For those who don't know much about it, the Visa Waiver programme is a policy established between the US and 27 other countries to eliminate boundaries between allies. The ever brilliant Michael Chertoff is out there on a publicity tour touting the dangers of the Visa Waiver programme. He wants to get rid of it, or at least hack it within an inch of it's life. Allies are a rarity for us in this world these days, and taking away the VWP is going to be a fast way to lose the few we have. That guy is an incompetent hack and needs to shut up.
Why exactly is this being brought up? Well, because there are lots of people of Pakistani descent who live in the UK and other countries involved in the programme. These people have tight bonds with family in Pakistan, they travel there frequently and the US is afraid of Pakistan because there are Muslims there. Osama bin Laden might be there. We believe there are terrorist training camps there. And we're afraid of Pakistanis living in the UK because there have been a few of them involved in terror plots here.

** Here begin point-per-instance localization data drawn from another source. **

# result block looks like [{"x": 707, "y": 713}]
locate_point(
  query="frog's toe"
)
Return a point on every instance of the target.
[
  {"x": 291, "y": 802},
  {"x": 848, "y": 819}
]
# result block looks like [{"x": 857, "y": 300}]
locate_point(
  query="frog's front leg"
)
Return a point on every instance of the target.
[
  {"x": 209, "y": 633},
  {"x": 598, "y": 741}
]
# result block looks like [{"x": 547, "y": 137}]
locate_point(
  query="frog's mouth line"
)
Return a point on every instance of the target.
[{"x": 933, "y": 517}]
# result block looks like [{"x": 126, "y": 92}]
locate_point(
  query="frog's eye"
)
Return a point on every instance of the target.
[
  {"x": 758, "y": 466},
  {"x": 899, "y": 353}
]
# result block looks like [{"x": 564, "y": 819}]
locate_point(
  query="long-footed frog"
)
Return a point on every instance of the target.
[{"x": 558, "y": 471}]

Fine. Perhaps this is something to consider, but it's not a reason to engage in knee-jerk paranoia. The majority of these people we're worrying about are law abiding citizens and are just going home to visit their aging parents, their brothers/sisters/nieces/nephews and other loved ones. They have no reason to hate us, and wish us no ill.
These same people currently face racial profiling, discrimination and even violence when they come home, a hot-button issue in the UK right now . This treatment will only intensify if ordinary UK citizens suddenly have to start doing paperwork if they want to travel to the US. The US Department of Homeland Security's pedagogery will be exacerbating a serious social ill for one of our key allies. This not only jeopardizes our friendship by creating internal political turmoil for the UK government, but we will ultimately contribute to the disenfranchisement that alienates young Islamic British citizens, which then leads to extremism and terrorist brainwashing, thus compounding our reasons to be fearful.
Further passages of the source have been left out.